The code in this subsection creates a small account application by providing a caching layer over an imagined database abstraction. The database layer will be simulated using single demo data in a simple DAO interface. To show the difference between the "database" access and retrieving values from the cache, a small waiting time is used in the DAO implementation to simulate network and database latency.

Creating User Class Example

Before we implement the JCache caching layer, let's have a quick look at some basic classes we need for this example.
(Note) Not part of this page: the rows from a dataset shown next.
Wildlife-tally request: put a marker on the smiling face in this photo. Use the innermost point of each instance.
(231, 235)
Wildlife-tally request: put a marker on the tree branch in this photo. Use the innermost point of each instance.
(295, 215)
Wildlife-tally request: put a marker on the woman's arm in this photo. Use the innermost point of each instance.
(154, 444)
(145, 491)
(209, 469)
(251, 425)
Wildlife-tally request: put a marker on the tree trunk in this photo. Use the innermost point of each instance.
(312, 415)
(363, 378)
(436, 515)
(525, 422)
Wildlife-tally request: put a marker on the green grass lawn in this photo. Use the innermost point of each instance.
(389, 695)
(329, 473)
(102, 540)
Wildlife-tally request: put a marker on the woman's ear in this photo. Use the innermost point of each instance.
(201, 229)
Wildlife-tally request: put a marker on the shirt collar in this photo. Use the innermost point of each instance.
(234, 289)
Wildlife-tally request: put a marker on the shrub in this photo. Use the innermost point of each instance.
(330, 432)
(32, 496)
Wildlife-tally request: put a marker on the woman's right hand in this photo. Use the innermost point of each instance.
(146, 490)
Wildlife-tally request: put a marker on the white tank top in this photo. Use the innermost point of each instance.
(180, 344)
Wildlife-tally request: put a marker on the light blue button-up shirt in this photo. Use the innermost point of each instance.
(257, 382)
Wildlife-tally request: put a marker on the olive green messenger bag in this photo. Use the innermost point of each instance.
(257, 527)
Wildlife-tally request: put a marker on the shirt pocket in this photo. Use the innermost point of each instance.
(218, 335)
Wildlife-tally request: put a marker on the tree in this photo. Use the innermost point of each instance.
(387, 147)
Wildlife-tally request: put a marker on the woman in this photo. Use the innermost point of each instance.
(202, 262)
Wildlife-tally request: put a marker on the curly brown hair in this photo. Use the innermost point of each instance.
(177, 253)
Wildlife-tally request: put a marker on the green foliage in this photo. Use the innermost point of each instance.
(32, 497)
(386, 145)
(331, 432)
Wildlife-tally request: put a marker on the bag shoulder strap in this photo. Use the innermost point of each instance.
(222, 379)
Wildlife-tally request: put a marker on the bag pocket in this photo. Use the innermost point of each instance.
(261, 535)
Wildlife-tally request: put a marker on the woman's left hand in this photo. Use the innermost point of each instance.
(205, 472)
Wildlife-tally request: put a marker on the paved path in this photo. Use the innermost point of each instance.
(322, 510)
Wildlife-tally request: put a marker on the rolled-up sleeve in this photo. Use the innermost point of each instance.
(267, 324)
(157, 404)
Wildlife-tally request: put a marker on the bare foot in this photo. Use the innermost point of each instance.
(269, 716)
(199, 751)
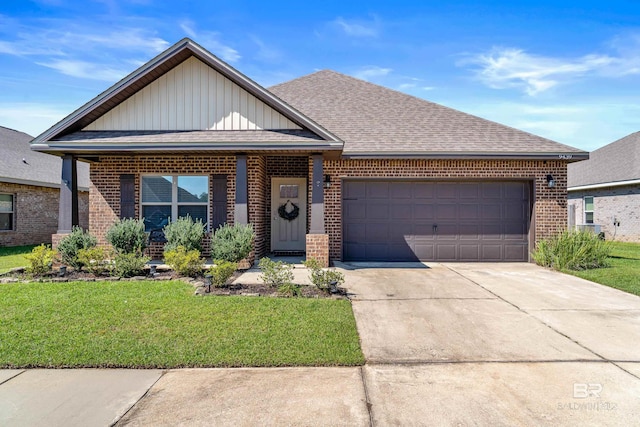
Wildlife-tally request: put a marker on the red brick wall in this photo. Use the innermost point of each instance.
(550, 210)
(36, 214)
(104, 199)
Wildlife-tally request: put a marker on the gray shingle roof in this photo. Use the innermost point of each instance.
(618, 161)
(374, 119)
(19, 164)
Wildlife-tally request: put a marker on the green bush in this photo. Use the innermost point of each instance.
(95, 260)
(275, 273)
(222, 271)
(70, 245)
(323, 277)
(130, 264)
(40, 260)
(184, 232)
(127, 236)
(572, 250)
(232, 243)
(184, 262)
(289, 290)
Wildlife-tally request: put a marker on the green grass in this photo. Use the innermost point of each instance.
(153, 324)
(12, 257)
(623, 272)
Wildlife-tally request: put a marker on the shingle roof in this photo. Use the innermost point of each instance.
(19, 164)
(372, 119)
(615, 162)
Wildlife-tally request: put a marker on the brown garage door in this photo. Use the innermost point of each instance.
(435, 221)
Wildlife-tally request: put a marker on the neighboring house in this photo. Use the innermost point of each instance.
(29, 191)
(324, 164)
(604, 191)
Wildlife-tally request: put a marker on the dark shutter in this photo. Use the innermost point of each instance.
(219, 201)
(127, 196)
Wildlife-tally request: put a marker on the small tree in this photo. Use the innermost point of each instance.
(70, 245)
(127, 236)
(184, 232)
(232, 243)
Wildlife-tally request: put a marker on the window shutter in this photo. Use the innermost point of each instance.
(219, 200)
(127, 196)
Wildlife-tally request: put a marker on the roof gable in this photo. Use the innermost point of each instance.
(191, 96)
(618, 161)
(180, 63)
(374, 121)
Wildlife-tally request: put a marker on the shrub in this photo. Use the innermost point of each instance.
(184, 262)
(289, 290)
(323, 278)
(221, 271)
(275, 273)
(70, 245)
(572, 250)
(130, 264)
(95, 260)
(40, 260)
(184, 232)
(232, 243)
(127, 236)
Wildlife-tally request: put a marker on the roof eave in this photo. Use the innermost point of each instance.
(61, 127)
(568, 157)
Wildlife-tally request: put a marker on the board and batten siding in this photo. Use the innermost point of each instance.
(192, 96)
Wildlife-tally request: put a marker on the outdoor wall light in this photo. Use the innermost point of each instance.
(550, 181)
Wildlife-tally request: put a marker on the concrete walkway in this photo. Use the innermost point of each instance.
(445, 344)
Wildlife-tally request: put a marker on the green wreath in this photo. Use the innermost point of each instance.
(289, 216)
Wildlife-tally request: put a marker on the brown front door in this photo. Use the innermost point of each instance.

The User class is the representation of a user table in the database. To keep it simple, it has just two properties: userId and username.

public class User {
  private int userId;
  private String username;

  // Getters and setters
}

Creating DAO Interface Example

The DAO interface is also kept easy in this example. It provides a simple method to retrieve (find) a user by its userId.

public interface UserDAO {
  User findUserById( int userId );
  boolean storeUser( int userId, User user );
  boolean removeUser( int userId );
  Collection<Integer> allUserIds();
}

Configuring JCache Example

To show most of the standard features, the configuration example is a little more complex.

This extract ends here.